Gregarious and insightful, he taught design at Drexel and Temple Universities, and Penn, and expressed great satisfaction when his students earned honors for their work. He also lectured at other schools and at conferences, and served for a decade as managing secretary of the John Stewardson Memorial Fellowship in Architecture.

He was a longtime national committee member and chair for the American Institute of Architects, president of the Philadelphia chapter in 1991, and board member of the Pennsylvania chapter from 2008 to 2010. He became the youngest architect at the time to join the AIA College of Fellows in 1983 and never ceased promoting the city and state chapters at national and international events.

He wrote articles for The Inquirer and other publications, and authored Louis I. Kahn Architect — Remembering the Man and Those Who Surrounded Him in 2013, and The Groundbreakers: Architects in American History — Their Places and Times in 2017. Both received critical praise.

Away from work, he served on boards at Penn, the Philadelphia Zoo, and other groups, and was president of the Gladwyne Civic Association in the 1980s and the Gladwyne Free Library in the 1990s.

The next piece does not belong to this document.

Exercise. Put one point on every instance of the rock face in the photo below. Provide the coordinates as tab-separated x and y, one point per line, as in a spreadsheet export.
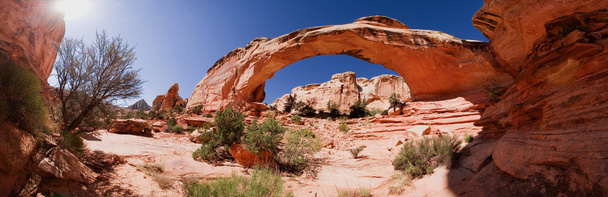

He was a lifelong sailor who won local races at the Jersey Shore and a 1972 national championship, and he and his wife, Alice, navigated exotic waters together around the world.

“He was driven and bold,” his wife said. “He would do things after other people said, ‘You can’t do that.’”

Charles Edward Dagit Jr. was born July 1, 1943, in Philadelphia. He grew up in Merion, went sailing with his father and others often as a boy, and graduated from Malvern Preparatory School in 1961.

He earned three degrees and won a traveling fellowship and two design competitions at Penn, and worked for Mitchell-Giurgola and his father’s firm after college before establishing Dagit-Saylor.

He took Alice Murdoch on their first date in 1962, and they married in 1967, and had sons Charles III and John. They lived in Center City and West Philadelphia before moving to Gladwyne.

Mr. Dagit played piano and painted, enjoyed golf and dancing, and he and his wife spent more than 60 years twirling to the Charleston, jitterbug, and Texas two step. “Charlie was a most remarkable person,” a friend said in a tribute. “Smart, talented, artistic, and funny. Just so exceptional.”

In addition to his wife and sons, Mr. Dagit is survived by four grandsons, two sisters, and other relatives. A sister died earlier.

Visitation with the family is to be from 10 to 11 a.m. Friday, April 12, at St. John Vianney Church, 350 Conshohocken State Rd., Gladwyne, Pa. 19035. A service is to follow.

Donations in his name may be made to St. Malachy School, Box 37012, Philadelphia, Pa. 19122; and Emergency Aid of Pennsylvania Foundation, 221 Conestoga Rd., Suite 300, Wayne Pa. 19087.